As soon as I saw the email, which went on to say some very kind things, I felt blood rush to my cheeks. I write a newsletter called Culture Café but had made a statement that was the musical equivalent of saying that Hamlet was the hero of King Lear. I also felt worried. I know “Ode to Joy” is Beethoven. (I didn’t know the words were written by the German poet and playwright Friedrich Schiller, as another reader pointed out.)
My father used to play Beethoven’s Ninth Symphony on the old wooden gramophone in our sitting room. Its fourth and final movement, “Ode to Joy”, became the anthem of the EU in 1985 and remains for many of us a symbol of Europe and of so much that we hold dear. But for one moment, when I wrote the newsletter, my brain told me it was Bach.
I presume this was the part of my brain that allowed me to leave the kitchen tap on for the whole of Saturday night. And the part of my brain that allowed me to climb into my own car in Italy this summer and find that something had gone wrong with the clutch. Spoiler alert, dear reader. The car was fine. But I’ve driven a manual for almost all my adult life and my brain told me to put my left foot on the left pedal. (Please don’t try this on an automatic. It will scare the living daylights out of you.)
Anyway, the most positive conclusion I can draw from these “brain fades” is that my brain is feeling a bit overloaded and I’m not getting any younger. The least positive is somewhere I don’t want to go. It may also suggest that it might be a good idea to cut back on the negronis, but that is also somewhere I don’t want to go.

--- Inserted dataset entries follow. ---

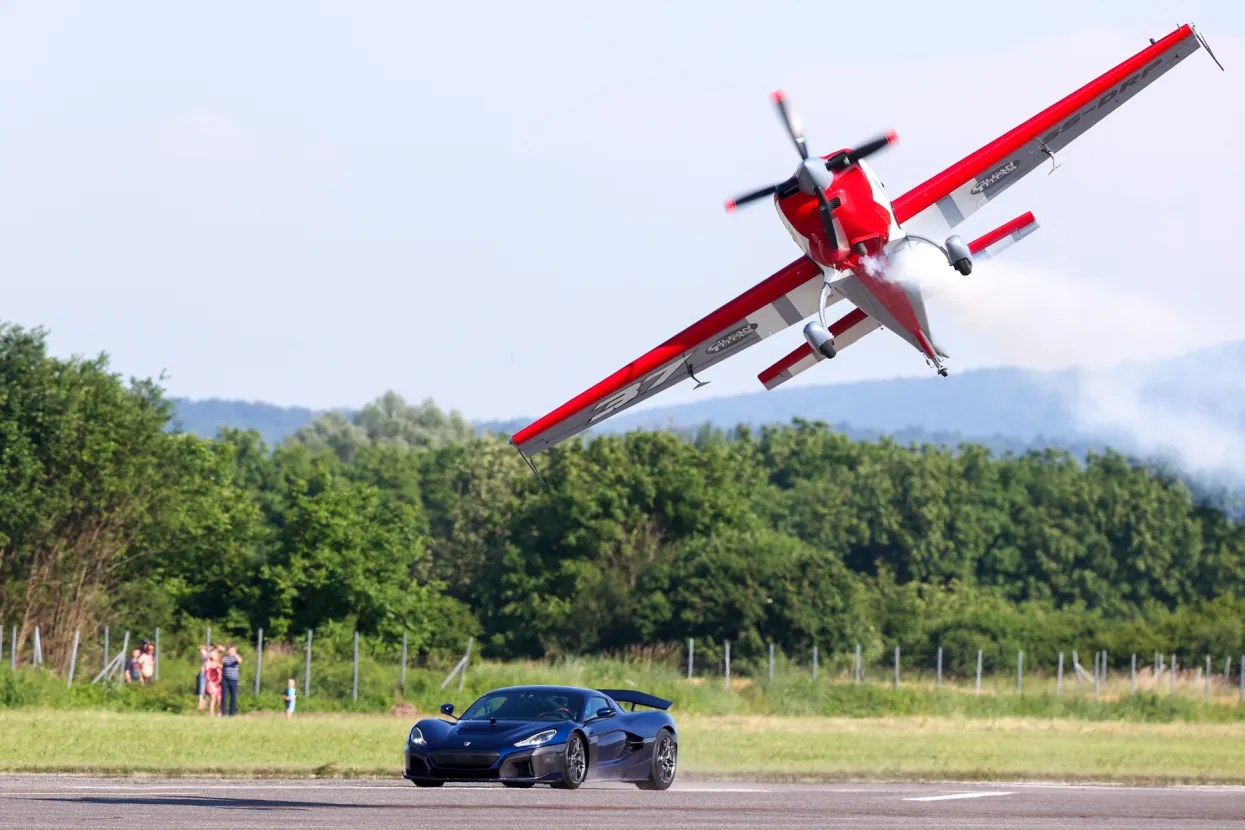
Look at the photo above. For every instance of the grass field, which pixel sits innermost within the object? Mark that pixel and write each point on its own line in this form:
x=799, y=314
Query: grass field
x=792, y=692
x=816, y=748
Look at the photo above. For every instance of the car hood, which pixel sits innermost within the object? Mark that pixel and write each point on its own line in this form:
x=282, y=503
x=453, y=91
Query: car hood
x=483, y=734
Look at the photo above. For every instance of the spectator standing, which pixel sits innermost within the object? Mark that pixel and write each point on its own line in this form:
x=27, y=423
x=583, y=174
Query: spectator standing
x=291, y=692
x=212, y=673
x=147, y=663
x=229, y=665
x=133, y=675
x=203, y=677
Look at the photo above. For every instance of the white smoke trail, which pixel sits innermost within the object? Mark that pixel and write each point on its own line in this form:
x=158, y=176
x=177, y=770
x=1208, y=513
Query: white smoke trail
x=1043, y=320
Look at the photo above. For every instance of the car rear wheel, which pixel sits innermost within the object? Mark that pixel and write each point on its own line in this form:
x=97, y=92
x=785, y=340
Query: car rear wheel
x=665, y=762
x=574, y=764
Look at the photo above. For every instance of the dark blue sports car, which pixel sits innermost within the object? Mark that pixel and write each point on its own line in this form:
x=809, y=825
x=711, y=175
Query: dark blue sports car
x=548, y=734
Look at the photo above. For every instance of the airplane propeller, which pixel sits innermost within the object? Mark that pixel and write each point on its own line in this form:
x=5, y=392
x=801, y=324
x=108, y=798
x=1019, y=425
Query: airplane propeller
x=814, y=174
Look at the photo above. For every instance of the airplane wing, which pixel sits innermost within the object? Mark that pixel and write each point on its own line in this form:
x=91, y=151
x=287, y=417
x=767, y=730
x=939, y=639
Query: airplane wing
x=781, y=300
x=857, y=324
x=934, y=208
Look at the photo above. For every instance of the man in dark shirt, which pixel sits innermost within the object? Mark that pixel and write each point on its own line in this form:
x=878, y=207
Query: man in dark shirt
x=229, y=678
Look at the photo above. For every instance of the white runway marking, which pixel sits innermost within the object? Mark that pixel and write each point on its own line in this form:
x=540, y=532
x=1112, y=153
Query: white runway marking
x=951, y=797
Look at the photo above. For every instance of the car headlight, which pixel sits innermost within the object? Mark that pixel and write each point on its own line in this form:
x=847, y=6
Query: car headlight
x=538, y=738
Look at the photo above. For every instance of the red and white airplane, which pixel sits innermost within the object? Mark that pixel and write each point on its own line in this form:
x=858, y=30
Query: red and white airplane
x=849, y=229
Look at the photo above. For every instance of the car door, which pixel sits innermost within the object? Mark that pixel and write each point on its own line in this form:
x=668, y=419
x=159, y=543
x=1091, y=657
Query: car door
x=606, y=736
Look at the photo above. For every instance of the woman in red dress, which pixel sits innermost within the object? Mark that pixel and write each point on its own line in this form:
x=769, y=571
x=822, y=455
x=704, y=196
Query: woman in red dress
x=213, y=685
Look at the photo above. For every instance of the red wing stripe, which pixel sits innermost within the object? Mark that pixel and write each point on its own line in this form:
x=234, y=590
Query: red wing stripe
x=847, y=321
x=982, y=243
x=758, y=296
x=799, y=354
x=804, y=350
x=923, y=195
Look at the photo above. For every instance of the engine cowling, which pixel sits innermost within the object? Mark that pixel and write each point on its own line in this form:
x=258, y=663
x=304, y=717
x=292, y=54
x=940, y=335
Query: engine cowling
x=958, y=255
x=819, y=340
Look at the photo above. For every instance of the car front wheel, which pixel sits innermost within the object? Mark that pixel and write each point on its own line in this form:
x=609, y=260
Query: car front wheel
x=574, y=764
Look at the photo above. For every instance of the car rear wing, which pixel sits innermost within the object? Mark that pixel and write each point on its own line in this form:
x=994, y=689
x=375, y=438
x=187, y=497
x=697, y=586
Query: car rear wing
x=638, y=698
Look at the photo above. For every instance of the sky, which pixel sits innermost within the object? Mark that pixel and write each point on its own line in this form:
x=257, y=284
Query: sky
x=499, y=204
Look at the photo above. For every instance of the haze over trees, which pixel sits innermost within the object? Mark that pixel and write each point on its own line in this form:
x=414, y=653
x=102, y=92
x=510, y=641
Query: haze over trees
x=400, y=519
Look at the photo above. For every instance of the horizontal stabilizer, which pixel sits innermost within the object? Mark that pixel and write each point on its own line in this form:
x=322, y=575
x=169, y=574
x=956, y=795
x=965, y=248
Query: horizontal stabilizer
x=1000, y=239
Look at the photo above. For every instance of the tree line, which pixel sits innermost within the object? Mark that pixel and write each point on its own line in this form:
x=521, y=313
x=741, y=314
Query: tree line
x=400, y=519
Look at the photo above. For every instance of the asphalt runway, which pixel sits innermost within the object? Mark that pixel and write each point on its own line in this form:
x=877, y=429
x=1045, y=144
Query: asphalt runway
x=76, y=802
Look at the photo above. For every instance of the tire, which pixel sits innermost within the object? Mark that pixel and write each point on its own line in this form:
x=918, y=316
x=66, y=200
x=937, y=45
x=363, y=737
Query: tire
x=574, y=763
x=665, y=762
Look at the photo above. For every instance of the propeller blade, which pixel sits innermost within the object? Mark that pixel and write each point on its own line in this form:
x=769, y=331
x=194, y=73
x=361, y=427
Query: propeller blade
x=793, y=130
x=751, y=197
x=850, y=157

It’s just a fact that none of us is getting any younger. As Barbara Trapido said in her wonderful novel Brother of the More Famous Jack, “what is life but a progression from pimples to wrinkles if not for the getting of wisdom?”
I certainly had the pimples when I was young, and even when I was not so young. I’m also getting the wrinkles and the jowls. But I have - we all have - accumulated a bit of wisdom along the way and I hope that will comfort us as we all begin to lose a few names, memories and facts.
For many years, Christmas was a bit of a headache for me. I was single till I was 51. Spending Christmas with my mother and brother made me feel like a middle-aged Bridget Jones. Spending it with friends with families made me feel like an orphan. I sometimes spent Christmas on my own, which felt surprisingly fine.
Last Christmas, as lunchtime approached, I decided to ditch the Christmas dinner and have cheese and wine instead. It was delicious! We’re grown ups. We should be able to do what we like.
This year, we’re going to lunch with friends who feel like family. I’m really looking forward to it, but would also be happy to collapse in front of a film with a huge bag of crisps. That’s what I did instead of going out for dinner on my birthday in Stockholm two weeks ago, and it was perfect.
Wherever you are, whoever you’re with, and if you’re on your own, I wish you health and happiness at the end of this year. Take this, in fact, as my very own Ode to Joy.
Wonderful thoughts, Christina. And I agree with you wholeheartedly about celebrating special events in whatever way makes you the happiest. I have also had some brain-fades of my own at inopportune moments. My latest was completely forgetting my passport after setting off on the 5-hour journey across Ireland on our way to Dublin and thence to Vienna!
On my own for Christmas as I have been since the death of my wife 15 years ago. Thank you for reminding me it's ok to be alone.